Something like that. Think about Gehry. If he came along with his personal vision at a time when the ground had not been prepared, people might have laughed at him.

Maybe that’s why Frank’s so nice to me. Eisenman I can see. He likes me because I can help him with his fame.

But before Eisenman got interested in making physical monuments, I think he was interested in just this kind of power-brokering. Following your example, he was busy changing the climate of taste, though I’m sure he would put it differently. Am I giving you too much credit?

It’s the other way around: I discovered him. But maybe now he thinks it would be a good idea to have his name tied to mine. So when he got a big job to do a casino in Atlantic City — the biggest casino in the world — he said, “I’ll take the job, but only with Philip Johnson.” We both took the job. And we both walked out.

Why?

He’s his own architect.

Eisenman?

No, the developer [Steve Wynn]. We loved him, and we both worked our asses off for him, but he wasn’t open to architecture as we saw it. We had twinkles in our eyes. Two billion dollars to spend! Can you imagine? So maybe we went too fast, but I doubt it. I’m pretty malleable.

Is Eisenman?

No. He’s not malleable at all, which is why I didn’t think he’d ever make it, but he’s changed.

What’s helped him to get as far as he has?

Not me. Oh, well, maybe. It might be me.

And if he should ever go on to make an epochal building like Bilbao, wouldn’t it exist in part only because you helped pave his way?

I think you’re wrong, but I see your point. I don’t give myself that much credit. All right: I can talk. I am a persuasive talker. I do meet with people “outside,” in the world of clients. But I don’t influence them. If I did, I’d have more work.

Maybe I’m affected by the old Victor Hugo canard that books are more lasting than buildings, but I feel that certain people — I don’t want to mention any names — who have the ability to communicate ideas and charm people, can have as great an impact on the direction of architecture as those who design the buildings. Take you and Mies, for instance. You were instrumental in his getting the commission for this building. If you hadn’t set the stage through power-brokering, we wouldn’t be sitting in the Seagram Building right now.

Yes, I got him the job. Alfred Barr turned Phyllis Lambert over to me. She came and said, “How do I find an architect?” I said, “I’ll drive you around the country, and we’ll find one.” Then I sort of inched her over until she liked Mies the best. I didn’t say, “You’ve gotta pick Mies,” but I was influential. That’s power, huh?

Yeah, that’s it.

Okay, I was helpful in getting Mies this important job.

I’m not sure that’s where it stops.

That’s where I think it stops.

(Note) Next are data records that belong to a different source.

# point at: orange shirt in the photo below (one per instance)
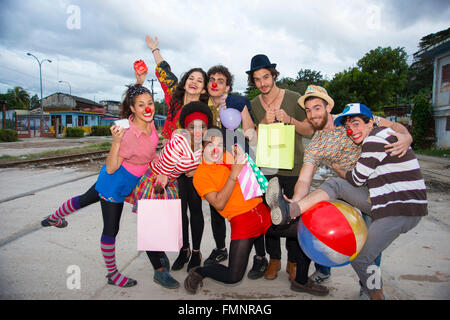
(212, 178)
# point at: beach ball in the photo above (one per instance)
(332, 233)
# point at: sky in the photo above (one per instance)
(93, 44)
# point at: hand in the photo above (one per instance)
(140, 78)
(270, 116)
(282, 116)
(190, 174)
(152, 44)
(161, 183)
(338, 169)
(400, 147)
(239, 162)
(117, 133)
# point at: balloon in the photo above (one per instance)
(230, 118)
(332, 233)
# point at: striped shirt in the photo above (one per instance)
(176, 158)
(396, 185)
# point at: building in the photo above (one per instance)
(440, 53)
(70, 111)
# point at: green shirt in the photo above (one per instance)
(292, 108)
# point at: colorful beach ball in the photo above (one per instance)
(332, 233)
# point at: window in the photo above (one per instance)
(445, 79)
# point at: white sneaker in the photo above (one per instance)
(319, 278)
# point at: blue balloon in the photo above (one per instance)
(230, 118)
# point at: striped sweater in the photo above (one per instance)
(396, 185)
(176, 158)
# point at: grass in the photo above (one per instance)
(443, 153)
(55, 153)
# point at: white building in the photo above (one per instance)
(440, 52)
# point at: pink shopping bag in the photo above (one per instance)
(159, 225)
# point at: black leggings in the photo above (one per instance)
(237, 263)
(239, 255)
(112, 212)
(190, 198)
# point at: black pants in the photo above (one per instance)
(273, 244)
(190, 198)
(240, 252)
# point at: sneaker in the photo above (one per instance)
(165, 263)
(280, 208)
(164, 279)
(183, 257)
(216, 256)
(196, 260)
(47, 222)
(193, 281)
(318, 277)
(272, 270)
(310, 287)
(260, 265)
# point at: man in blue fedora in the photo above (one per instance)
(278, 105)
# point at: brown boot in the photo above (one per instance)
(291, 269)
(193, 280)
(273, 268)
(310, 287)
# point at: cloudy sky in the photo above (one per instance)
(93, 44)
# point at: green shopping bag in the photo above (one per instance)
(276, 144)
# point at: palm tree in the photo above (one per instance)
(19, 98)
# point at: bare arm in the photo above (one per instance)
(114, 161)
(304, 181)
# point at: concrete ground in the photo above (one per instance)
(51, 263)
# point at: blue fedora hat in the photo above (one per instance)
(260, 61)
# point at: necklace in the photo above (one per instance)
(269, 104)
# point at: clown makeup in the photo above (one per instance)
(213, 150)
(197, 129)
(358, 128)
(217, 85)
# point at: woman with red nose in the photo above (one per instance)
(180, 155)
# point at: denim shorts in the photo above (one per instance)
(115, 187)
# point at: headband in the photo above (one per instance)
(194, 116)
(137, 90)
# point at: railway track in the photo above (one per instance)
(61, 161)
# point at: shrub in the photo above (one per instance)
(100, 131)
(75, 132)
(8, 135)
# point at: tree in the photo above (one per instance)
(376, 81)
(421, 116)
(34, 102)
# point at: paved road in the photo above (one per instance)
(38, 263)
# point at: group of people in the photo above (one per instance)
(202, 159)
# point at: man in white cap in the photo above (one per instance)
(330, 145)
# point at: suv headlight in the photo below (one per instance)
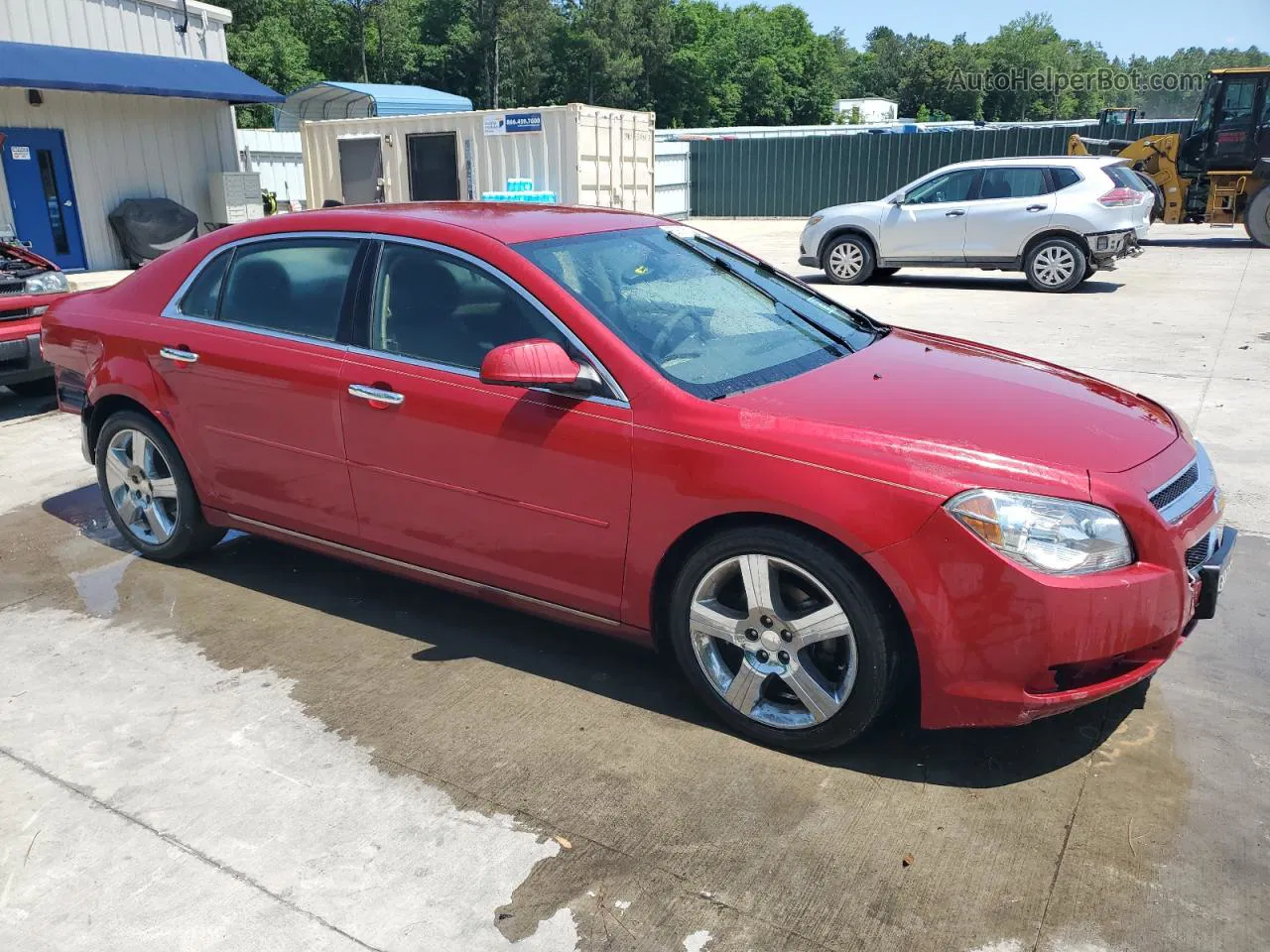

I think any real power you read into it is an illusion. So I’m a good little helpful puppy dog that can smile at some people like Mrs. Lambert. But I can’t charm anybody else. Why haven’t I got General Motors to build something?

You didn’t help Eero Saarinen to get work with General Motors in the 1950s?

No, I did not! He was never one of my protégés. But you got me there. All right, I have power.